# harder teaching female cockatiel to talk?



## nannaa77 (Dec 18, 2011)

Hi  i was wondering if there is harder or if I cant teach my female cockatiel to talk?  I've heard that female cockatiels DON'T talk or its much harder to teach them ? I've tried it and Ísabella isnt talking yet she is gonna be 3 years old in march and we connect very easly . she loves listening to me sing for her and talk to her and i listen often to the same music that she has been hearing since she was 8 weeks old ! but she isnt dancing or singing with it , ive heard her sing but not often like 2 times or soemthing but not after any song .. but she doesnt repeat after me :/ i've tried to teach her wolf whistle and more but she looks at me like im retarded  haha 
does anyone know or own a female cockatiel who talks ? and how did u do it ? 
ive tried the youtube teaching lessons but they dont work


----------



## nannaa77 (Dec 18, 2011)

Anyone ?


----------



## lisaowens (Oct 17, 2011)

from what i have read and have been told females do not talk there has been a few cases in which a female has but that is very rare. female lovebirds can learn to talk and male cockatiels can learn to talk. my male cockatiel listens to me when i talk to him and sometimes he talks back like he is trying to repeat what i do my females don't they just listen


----------



## sunnysmom (Sep 23, 2011)

I've never had a female cockatiel but my understanding is that they don't speak. There may be exceptions but in general, I don't think they do.


----------



## xoxsarahxox (Dec 13, 2010)

Females arent really known to talk. I think I have heard of maybe 1 or 2 cases of a female talking but those are really rare cases. Some females can learn to whistle, my female can wolf whistle she picked it up off my male I guess but she doesnt sound as good as him.
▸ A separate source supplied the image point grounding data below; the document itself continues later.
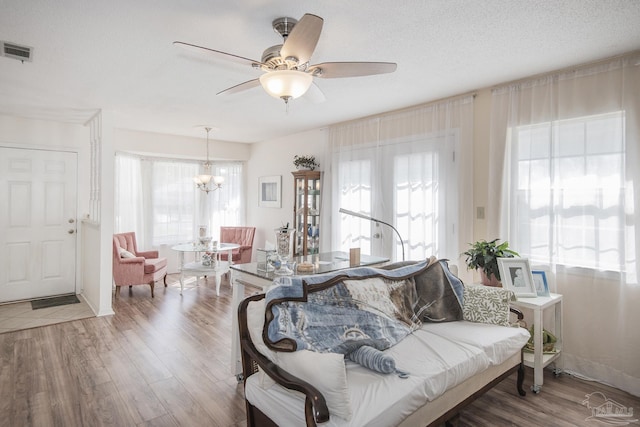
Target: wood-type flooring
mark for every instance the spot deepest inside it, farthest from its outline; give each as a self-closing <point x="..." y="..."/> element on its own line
<point x="165" y="362"/>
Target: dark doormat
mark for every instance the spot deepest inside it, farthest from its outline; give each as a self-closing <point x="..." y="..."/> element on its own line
<point x="54" y="302"/>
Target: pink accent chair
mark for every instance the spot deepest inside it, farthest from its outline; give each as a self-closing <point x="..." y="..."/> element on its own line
<point x="131" y="267"/>
<point x="242" y="236"/>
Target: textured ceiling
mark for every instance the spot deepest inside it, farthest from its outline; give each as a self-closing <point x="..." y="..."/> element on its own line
<point x="118" y="56"/>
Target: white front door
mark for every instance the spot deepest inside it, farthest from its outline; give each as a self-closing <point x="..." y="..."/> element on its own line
<point x="38" y="190"/>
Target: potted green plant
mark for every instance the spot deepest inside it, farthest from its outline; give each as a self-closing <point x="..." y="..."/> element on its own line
<point x="305" y="162"/>
<point x="483" y="256"/>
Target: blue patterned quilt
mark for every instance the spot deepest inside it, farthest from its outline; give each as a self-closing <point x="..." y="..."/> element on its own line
<point x="341" y="311"/>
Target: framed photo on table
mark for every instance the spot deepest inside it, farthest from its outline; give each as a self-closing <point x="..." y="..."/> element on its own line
<point x="540" y="282"/>
<point x="269" y="191"/>
<point x="516" y="276"/>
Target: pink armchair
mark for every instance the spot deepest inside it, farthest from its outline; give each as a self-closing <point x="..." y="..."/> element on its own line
<point x="131" y="267"/>
<point x="242" y="236"/>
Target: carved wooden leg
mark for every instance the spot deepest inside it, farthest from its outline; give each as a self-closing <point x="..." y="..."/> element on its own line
<point x="453" y="421"/>
<point x="520" y="380"/>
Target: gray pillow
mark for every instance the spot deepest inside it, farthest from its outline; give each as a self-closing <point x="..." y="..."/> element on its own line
<point x="374" y="359"/>
<point x="440" y="294"/>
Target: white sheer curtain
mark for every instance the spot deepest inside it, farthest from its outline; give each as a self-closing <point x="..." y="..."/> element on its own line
<point x="566" y="193"/>
<point x="412" y="169"/>
<point x="158" y="199"/>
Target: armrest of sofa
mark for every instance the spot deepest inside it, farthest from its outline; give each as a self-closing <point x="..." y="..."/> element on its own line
<point x="517" y="312"/>
<point x="315" y="408"/>
<point x="148" y="254"/>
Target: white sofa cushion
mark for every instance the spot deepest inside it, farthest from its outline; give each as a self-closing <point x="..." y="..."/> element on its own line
<point x="497" y="342"/>
<point x="325" y="371"/>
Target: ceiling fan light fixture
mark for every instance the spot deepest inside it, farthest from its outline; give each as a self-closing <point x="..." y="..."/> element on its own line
<point x="286" y="84"/>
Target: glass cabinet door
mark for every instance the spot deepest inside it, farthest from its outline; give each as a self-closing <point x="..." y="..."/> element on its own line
<point x="306" y="212"/>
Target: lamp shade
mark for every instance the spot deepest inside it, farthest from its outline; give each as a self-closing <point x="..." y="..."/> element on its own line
<point x="286" y="83"/>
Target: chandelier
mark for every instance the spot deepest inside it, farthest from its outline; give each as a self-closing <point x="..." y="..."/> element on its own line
<point x="207" y="182"/>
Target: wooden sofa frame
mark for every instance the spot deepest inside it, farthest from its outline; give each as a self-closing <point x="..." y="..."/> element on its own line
<point x="316" y="410"/>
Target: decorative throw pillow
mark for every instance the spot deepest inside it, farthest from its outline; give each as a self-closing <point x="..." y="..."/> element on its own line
<point x="126" y="254"/>
<point x="392" y="298"/>
<point x="325" y="371"/>
<point x="485" y="304"/>
<point x="440" y="293"/>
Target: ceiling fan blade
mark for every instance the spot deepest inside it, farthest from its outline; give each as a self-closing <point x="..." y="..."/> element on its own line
<point x="330" y="70"/>
<point x="224" y="55"/>
<point x="314" y="94"/>
<point x="303" y="39"/>
<point x="240" y="87"/>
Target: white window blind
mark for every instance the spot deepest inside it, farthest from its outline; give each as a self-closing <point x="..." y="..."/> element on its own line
<point x="568" y="200"/>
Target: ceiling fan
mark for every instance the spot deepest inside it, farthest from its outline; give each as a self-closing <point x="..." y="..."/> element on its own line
<point x="288" y="74"/>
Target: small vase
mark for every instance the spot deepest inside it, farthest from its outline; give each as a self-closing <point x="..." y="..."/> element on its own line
<point x="490" y="281"/>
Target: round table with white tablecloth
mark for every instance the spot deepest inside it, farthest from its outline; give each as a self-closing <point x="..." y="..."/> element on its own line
<point x="197" y="268"/>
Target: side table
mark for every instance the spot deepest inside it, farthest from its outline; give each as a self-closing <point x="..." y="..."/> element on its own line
<point x="539" y="359"/>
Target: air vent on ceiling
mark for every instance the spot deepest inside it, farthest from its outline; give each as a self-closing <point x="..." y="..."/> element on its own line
<point x="21" y="53"/>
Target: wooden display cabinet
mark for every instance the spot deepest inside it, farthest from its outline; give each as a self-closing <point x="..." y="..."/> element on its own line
<point x="306" y="212"/>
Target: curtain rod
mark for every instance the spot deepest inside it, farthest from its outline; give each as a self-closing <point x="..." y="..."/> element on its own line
<point x="568" y="69"/>
<point x="413" y="107"/>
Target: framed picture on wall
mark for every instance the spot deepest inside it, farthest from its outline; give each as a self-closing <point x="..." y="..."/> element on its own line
<point x="540" y="282"/>
<point x="515" y="274"/>
<point x="269" y="192"/>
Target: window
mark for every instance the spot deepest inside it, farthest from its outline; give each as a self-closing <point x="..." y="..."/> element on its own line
<point x="568" y="192"/>
<point x="415" y="175"/>
<point x="158" y="199"/>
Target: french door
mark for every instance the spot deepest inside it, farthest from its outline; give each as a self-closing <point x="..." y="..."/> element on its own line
<point x="38" y="193"/>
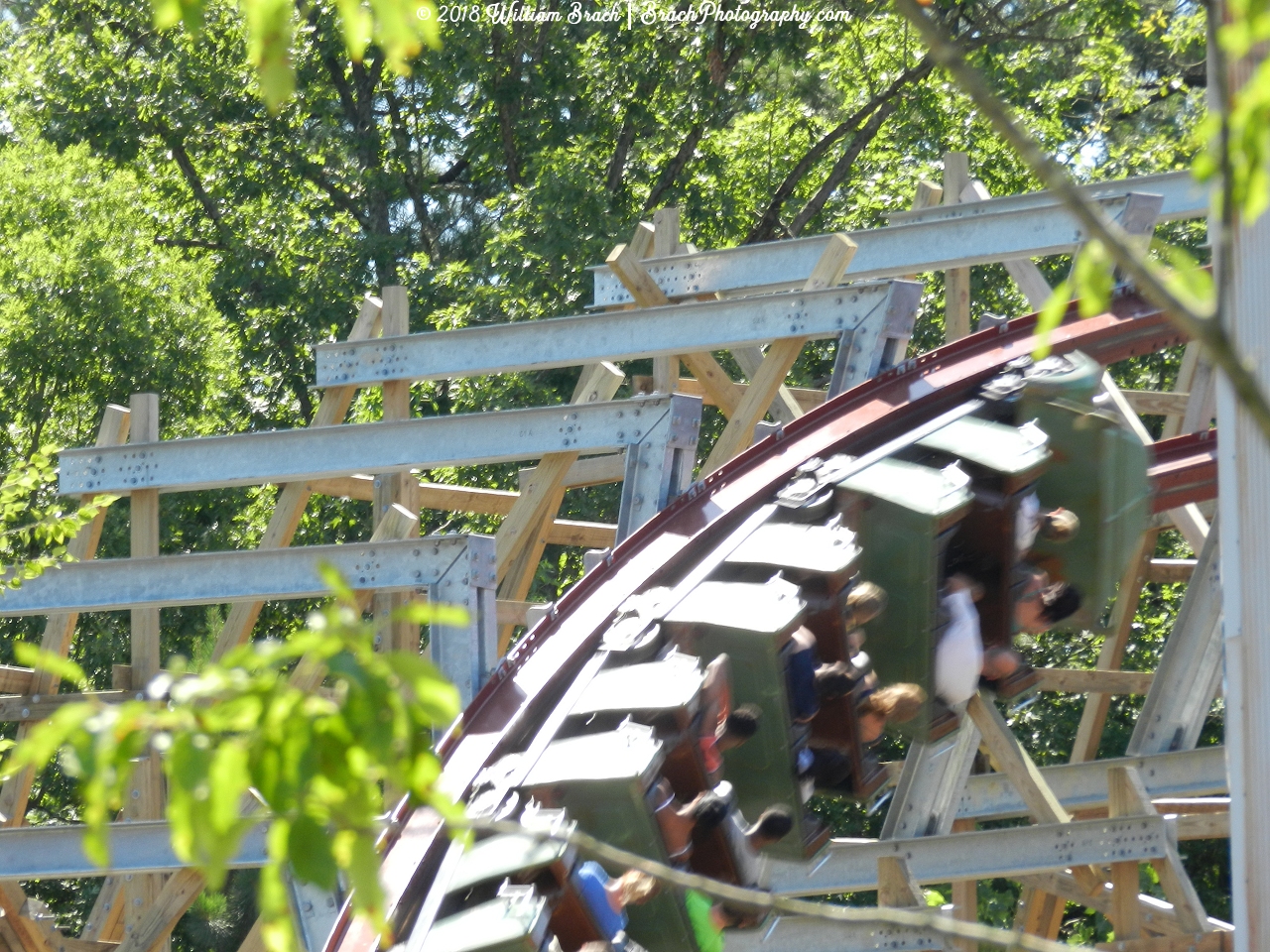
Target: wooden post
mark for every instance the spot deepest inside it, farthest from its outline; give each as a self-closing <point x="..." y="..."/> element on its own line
<point x="896" y="884"/>
<point x="145" y="797"/>
<point x="780" y="358"/>
<point x="956" y="281"/>
<point x="293" y="498"/>
<point x="1125" y="910"/>
<point x="524" y="535"/>
<point x="394" y="488"/>
<point x="965" y="895"/>
<point x="1017" y="766"/>
<point x="60" y="629"/>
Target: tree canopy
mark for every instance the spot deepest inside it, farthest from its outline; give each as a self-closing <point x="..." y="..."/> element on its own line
<point x="163" y="230"/>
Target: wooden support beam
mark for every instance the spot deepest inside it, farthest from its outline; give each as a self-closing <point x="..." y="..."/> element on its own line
<point x="635" y="278"/>
<point x="956" y="281"/>
<point x="59" y="629"/>
<point x="468" y="499"/>
<point x="13" y="905"/>
<point x="1127" y="796"/>
<point x="807" y="398"/>
<point x="666" y="243"/>
<point x="145" y="797"/>
<point x="1088" y="733"/>
<point x="16" y="680"/>
<point x="1155" y="403"/>
<point x="1123" y="801"/>
<point x="965" y="892"/>
<point x="294" y="497"/>
<point x="393" y="489"/>
<point x="1024" y="271"/>
<point x="1202" y="942"/>
<point x="1164" y="571"/>
<point x="524" y="535"/>
<point x="780" y="358"/>
<point x="896" y="884"/>
<point x="154" y="927"/>
<point x="1074" y="680"/>
<point x="1017" y="766"/>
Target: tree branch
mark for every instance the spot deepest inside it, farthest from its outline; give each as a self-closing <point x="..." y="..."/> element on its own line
<point x="767" y="226"/>
<point x="842" y="168"/>
<point x="1205" y="327"/>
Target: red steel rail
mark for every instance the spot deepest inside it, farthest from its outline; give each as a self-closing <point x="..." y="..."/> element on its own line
<point x="534" y="676"/>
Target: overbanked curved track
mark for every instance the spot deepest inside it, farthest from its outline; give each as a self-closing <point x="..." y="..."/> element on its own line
<point x="679" y="547"/>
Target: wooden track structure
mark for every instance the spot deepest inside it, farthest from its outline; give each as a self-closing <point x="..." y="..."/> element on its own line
<point x="521" y="694"/>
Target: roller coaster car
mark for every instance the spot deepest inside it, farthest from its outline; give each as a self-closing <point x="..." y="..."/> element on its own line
<point x="905" y="516"/>
<point x="517" y="920"/>
<point x="753" y="625"/>
<point x="608" y="783"/>
<point x="1003" y="463"/>
<point x="525" y="860"/>
<point x="824" y="560"/>
<point x="666" y="696"/>
<point x="1098" y="471"/>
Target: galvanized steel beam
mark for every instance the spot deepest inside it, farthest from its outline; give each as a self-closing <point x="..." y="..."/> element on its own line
<point x="864" y="309"/>
<point x="933" y="239"/>
<point x="795" y="933"/>
<point x="1188" y="774"/>
<point x="140" y="847"/>
<point x="851" y="866"/>
<point x="259" y="575"/>
<point x="1191" y="667"/>
<point x="320" y="452"/>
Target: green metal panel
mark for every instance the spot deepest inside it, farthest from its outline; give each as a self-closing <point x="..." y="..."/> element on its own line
<point x="1100" y="474"/>
<point x="603" y="780"/>
<point x="506" y="924"/>
<point x="1007" y="451"/>
<point x="938" y="494"/>
<point x="751" y="624"/>
<point x="799" y="549"/>
<point x="905" y="515"/>
<point x="670" y="684"/>
<point x="500" y="857"/>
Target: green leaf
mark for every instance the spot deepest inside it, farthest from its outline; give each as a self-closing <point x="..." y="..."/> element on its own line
<point x="1093" y="278"/>
<point x="55" y="664"/>
<point x="1051" y="316"/>
<point x="309" y="848"/>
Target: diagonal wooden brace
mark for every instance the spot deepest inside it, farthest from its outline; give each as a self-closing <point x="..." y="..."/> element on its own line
<point x="1017" y="766"/>
<point x="780" y="358"/>
<point x="521" y="538"/>
<point x="1128" y="796"/>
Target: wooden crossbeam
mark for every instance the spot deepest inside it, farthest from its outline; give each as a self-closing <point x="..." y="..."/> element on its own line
<point x="294" y="497"/>
<point x="471" y="499"/>
<point x="896" y="884"/>
<point x="1203" y="942"/>
<point x="806" y="398"/>
<point x="739" y="431"/>
<point x="1019" y="767"/>
<point x="1024" y="271"/>
<point x="1074" y="680"/>
<point x="1127" y="796"/>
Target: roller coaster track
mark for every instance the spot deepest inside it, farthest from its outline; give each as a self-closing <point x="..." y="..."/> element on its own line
<point x="530" y="692"/>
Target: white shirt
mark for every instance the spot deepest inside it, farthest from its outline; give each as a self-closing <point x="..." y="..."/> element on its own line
<point x="1026" y="524"/>
<point x="959" y="655"/>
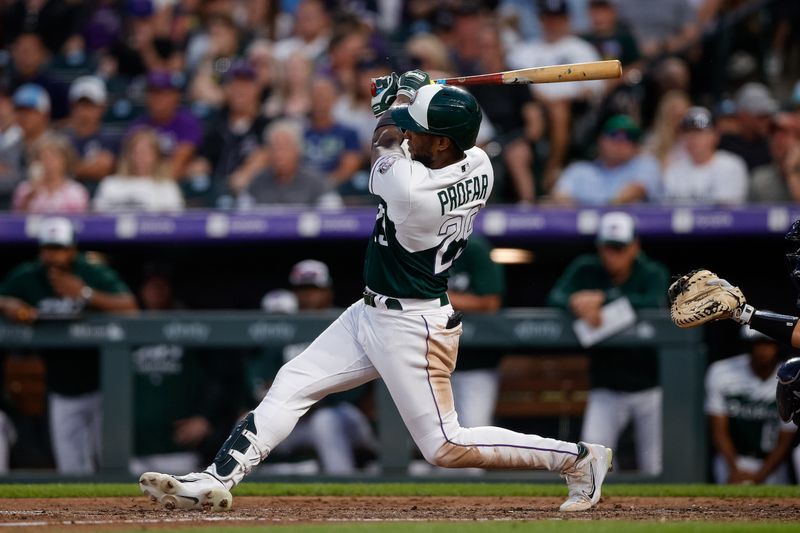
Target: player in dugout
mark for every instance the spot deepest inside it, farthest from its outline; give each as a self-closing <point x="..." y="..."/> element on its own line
<point x="432" y="180"/>
<point x="700" y="296"/>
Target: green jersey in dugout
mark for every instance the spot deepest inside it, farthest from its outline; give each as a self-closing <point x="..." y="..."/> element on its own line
<point x="424" y="219"/>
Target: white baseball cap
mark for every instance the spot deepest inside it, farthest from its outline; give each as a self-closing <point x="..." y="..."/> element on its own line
<point x="56" y="231"/>
<point x="616" y="228"/>
<point x="91" y="88"/>
<point x="310" y="273"/>
<point x="280" y="301"/>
But females whistling is still pretty uncommon.


----------



## nannaa77 (Dec 18, 2011)

oh i thought so  i want her so baaad to talk! but she was whisteling once not like calling me ! she just stood here with her cloes eyes and sang beautifully she did that like 2-3 times soooo cuuuuuuteee !!! haha butt ya i will one day have a mle cockatiel and i will teach him to talk! but i wont give up teaching my grils how to wolf whistle hehe 
but thank you for your reply !


----------